On a tout particulièrement aimé les nombreux costumes originaux qui ponctuent l’itinéraire, comme une tenue portée par Lin-Manuel Miranda dans Hamilton, un manteau des Jets dans West Side Story (ci-dessus), les vêtements extrêmement soignés de personnages du Fantôme de l’opéra ou encore une robe issue de Cats… Ce n’est pas tous les jours qu’on peut les voir d’aussi près. Ils ont été donnés par des compagnies de production, des sociétés de locations, des théâtres, des artistes… « On a entendu beaucoup d’histoires de costumes laissés dans des salles de stockage qui finissent par être vidées. C’est triste », raconte Julie Boardman, qui est aussi productrice de musicals et de pièces de théâtre primés.
En plus des habits, d’autres éléments retiennent l’attention : une partition manuscrite de Richard Rodgers, le célèbre compositeur américain à qui l’on doit quelques-uns des plus grands musicals (Oklahoma !, South Pacific, The Sound of Music…), une marionnette et des masques du Roi Lion… « Cela fait cinq ans que nous travaillons sur le musée. Au début, quand nous demandions des accessoires ou des costumes, c’était difficile d’en obtenir, mais cela est devenu plus facile à mesure que le projet est devenu réalité, reprend Julie Boardman. Beaucoup de gens sont enthousiastes à l’idée de faire partie de l’aventure ! »

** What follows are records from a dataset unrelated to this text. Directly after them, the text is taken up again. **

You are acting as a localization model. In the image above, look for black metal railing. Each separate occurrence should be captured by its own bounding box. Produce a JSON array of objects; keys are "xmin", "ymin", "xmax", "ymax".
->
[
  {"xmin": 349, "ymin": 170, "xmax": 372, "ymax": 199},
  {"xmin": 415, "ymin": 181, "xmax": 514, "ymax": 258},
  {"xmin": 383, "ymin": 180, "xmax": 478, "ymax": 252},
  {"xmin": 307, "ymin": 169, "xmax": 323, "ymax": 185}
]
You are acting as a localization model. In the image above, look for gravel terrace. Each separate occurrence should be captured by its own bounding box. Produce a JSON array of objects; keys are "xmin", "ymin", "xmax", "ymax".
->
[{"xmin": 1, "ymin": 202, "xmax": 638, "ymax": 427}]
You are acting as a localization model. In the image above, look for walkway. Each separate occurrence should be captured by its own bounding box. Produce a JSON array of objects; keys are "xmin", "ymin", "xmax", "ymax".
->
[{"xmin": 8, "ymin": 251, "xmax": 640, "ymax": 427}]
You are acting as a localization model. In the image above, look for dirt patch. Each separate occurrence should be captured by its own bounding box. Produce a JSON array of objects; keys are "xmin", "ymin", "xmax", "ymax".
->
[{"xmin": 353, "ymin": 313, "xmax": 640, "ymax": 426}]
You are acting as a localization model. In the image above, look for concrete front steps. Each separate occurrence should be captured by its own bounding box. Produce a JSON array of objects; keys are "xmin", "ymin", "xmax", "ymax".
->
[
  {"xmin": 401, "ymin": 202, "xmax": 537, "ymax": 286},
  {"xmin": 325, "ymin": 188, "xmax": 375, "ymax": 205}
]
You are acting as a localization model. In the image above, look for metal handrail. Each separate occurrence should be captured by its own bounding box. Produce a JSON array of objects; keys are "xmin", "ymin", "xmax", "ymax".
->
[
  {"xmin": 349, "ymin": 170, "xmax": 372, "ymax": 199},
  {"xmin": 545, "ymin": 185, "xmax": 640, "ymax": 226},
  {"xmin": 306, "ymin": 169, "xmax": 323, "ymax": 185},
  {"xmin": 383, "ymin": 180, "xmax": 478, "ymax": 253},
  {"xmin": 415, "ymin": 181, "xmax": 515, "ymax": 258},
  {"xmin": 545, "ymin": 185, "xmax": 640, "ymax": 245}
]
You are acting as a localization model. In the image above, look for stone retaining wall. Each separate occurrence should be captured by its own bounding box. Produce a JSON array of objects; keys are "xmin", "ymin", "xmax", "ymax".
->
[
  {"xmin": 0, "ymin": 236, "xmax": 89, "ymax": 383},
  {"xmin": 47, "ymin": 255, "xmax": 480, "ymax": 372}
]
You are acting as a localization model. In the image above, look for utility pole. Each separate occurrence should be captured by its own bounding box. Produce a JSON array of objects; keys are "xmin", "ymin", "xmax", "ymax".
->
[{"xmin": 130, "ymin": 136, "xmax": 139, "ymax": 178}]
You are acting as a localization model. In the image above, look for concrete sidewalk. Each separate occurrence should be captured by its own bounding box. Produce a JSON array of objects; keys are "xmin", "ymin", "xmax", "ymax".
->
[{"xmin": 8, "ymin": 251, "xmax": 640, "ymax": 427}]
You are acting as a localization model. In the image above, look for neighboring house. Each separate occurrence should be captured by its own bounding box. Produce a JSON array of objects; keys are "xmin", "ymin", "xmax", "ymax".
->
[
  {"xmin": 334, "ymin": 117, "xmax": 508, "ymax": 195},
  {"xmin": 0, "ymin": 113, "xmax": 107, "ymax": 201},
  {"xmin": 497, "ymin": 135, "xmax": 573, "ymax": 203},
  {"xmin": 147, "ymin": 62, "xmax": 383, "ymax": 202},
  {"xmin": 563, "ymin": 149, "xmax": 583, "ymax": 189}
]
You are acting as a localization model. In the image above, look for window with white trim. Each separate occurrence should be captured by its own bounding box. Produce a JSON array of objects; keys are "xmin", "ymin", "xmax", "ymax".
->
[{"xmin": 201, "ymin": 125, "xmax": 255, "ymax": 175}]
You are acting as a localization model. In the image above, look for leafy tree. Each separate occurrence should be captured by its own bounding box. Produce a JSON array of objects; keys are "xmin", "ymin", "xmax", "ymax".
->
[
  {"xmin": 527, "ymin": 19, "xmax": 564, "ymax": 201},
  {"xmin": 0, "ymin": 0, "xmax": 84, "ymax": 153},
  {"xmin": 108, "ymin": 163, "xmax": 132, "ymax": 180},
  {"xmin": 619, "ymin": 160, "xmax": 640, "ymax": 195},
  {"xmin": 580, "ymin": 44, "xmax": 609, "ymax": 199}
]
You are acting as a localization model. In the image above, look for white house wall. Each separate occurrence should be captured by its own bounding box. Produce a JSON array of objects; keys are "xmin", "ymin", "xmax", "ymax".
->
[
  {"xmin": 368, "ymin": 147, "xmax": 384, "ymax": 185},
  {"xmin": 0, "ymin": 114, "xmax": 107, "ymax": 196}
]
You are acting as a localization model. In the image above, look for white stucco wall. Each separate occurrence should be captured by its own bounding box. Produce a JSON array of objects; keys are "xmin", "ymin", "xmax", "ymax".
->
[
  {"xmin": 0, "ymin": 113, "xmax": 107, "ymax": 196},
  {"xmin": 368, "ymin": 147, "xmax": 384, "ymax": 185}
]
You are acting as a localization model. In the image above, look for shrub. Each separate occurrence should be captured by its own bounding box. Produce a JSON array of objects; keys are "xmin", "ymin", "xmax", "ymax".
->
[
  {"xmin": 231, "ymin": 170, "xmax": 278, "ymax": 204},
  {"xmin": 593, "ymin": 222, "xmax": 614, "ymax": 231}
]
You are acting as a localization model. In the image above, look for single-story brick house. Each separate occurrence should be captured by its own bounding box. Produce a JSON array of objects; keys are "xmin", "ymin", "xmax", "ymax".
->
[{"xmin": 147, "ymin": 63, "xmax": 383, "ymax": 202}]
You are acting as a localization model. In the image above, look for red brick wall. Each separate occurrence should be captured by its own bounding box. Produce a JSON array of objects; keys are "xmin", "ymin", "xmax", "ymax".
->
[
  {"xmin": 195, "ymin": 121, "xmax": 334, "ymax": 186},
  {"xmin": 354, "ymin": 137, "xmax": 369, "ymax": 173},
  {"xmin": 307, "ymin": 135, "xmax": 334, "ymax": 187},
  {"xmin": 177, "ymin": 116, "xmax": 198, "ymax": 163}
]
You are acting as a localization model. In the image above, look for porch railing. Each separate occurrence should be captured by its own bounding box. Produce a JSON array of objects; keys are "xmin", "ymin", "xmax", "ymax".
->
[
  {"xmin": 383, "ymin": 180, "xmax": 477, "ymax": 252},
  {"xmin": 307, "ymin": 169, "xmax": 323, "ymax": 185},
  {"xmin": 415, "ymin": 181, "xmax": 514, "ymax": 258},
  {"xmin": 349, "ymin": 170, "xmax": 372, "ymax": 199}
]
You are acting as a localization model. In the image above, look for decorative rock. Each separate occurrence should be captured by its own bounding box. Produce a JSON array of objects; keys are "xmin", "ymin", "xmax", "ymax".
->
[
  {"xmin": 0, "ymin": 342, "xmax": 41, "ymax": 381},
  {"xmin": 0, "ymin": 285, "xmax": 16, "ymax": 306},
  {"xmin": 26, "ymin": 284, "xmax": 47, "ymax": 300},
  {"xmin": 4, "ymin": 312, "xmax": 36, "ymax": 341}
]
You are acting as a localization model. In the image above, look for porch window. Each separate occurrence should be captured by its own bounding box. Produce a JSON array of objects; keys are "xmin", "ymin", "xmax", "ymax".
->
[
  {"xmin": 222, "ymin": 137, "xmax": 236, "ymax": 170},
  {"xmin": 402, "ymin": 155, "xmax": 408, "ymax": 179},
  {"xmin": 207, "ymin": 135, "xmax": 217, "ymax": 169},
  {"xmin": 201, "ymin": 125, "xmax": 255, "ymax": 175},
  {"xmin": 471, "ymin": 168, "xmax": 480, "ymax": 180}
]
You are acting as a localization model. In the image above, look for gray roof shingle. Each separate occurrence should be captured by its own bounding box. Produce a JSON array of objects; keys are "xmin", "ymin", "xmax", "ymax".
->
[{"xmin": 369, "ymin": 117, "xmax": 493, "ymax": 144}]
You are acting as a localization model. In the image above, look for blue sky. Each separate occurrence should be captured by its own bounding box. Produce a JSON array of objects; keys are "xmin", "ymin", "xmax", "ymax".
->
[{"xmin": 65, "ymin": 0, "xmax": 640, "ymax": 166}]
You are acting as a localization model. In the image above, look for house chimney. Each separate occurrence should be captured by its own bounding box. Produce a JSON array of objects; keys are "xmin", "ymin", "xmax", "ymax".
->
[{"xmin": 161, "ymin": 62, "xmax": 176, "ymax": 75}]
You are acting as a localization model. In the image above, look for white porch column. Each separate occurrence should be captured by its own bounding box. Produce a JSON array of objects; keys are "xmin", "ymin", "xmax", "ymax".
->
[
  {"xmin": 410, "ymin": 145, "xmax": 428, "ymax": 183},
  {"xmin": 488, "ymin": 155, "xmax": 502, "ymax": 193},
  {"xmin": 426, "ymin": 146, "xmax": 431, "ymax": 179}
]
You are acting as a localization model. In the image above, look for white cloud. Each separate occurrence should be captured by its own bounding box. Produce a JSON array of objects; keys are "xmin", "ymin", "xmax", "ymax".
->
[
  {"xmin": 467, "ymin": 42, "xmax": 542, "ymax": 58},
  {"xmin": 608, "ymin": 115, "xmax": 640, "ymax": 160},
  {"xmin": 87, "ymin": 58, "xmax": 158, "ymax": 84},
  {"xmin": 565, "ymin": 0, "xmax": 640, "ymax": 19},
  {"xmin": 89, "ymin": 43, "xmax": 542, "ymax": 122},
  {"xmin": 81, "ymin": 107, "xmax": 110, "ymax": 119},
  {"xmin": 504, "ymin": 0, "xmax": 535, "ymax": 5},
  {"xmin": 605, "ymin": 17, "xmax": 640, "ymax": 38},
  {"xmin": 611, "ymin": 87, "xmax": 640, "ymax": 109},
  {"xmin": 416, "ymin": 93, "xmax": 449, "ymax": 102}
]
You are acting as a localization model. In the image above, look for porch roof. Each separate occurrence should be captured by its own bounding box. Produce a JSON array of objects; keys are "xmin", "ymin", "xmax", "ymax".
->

Le clou du spectacle, ou en tout cas l’un de ses moments forts, se trouve au rez-de-chaussée : une salle reproduisant les coulisses d’un théâtre (avec piano, câbles, console technique…). On y découvre des interviews sur le travail des petites mains de Broadway – les stage hands (électriciens, menuisiers, charpentiers…), éclairagistes, metteurs en scène, chorégraphes, producteurs, attachés de presse… – à travers des textes explicatifs et entretiens filmés. « Ce sont des professions que personne ne connaît sauf si on travaille dans ce milieu, poursuit Julie Boardman. Le public adore Broadway, que ce soit les pièces de théâtre ou les musicals, mais ne sait pas comment ça marche. Cela montre aux plus jeunes qui veulent rejoindre la communauté qu’ils n’ont pas besoin d’être des acteurs. Il y a plein d’autres professions en dehors de la scène qui permettent de faire partie de cet univers ».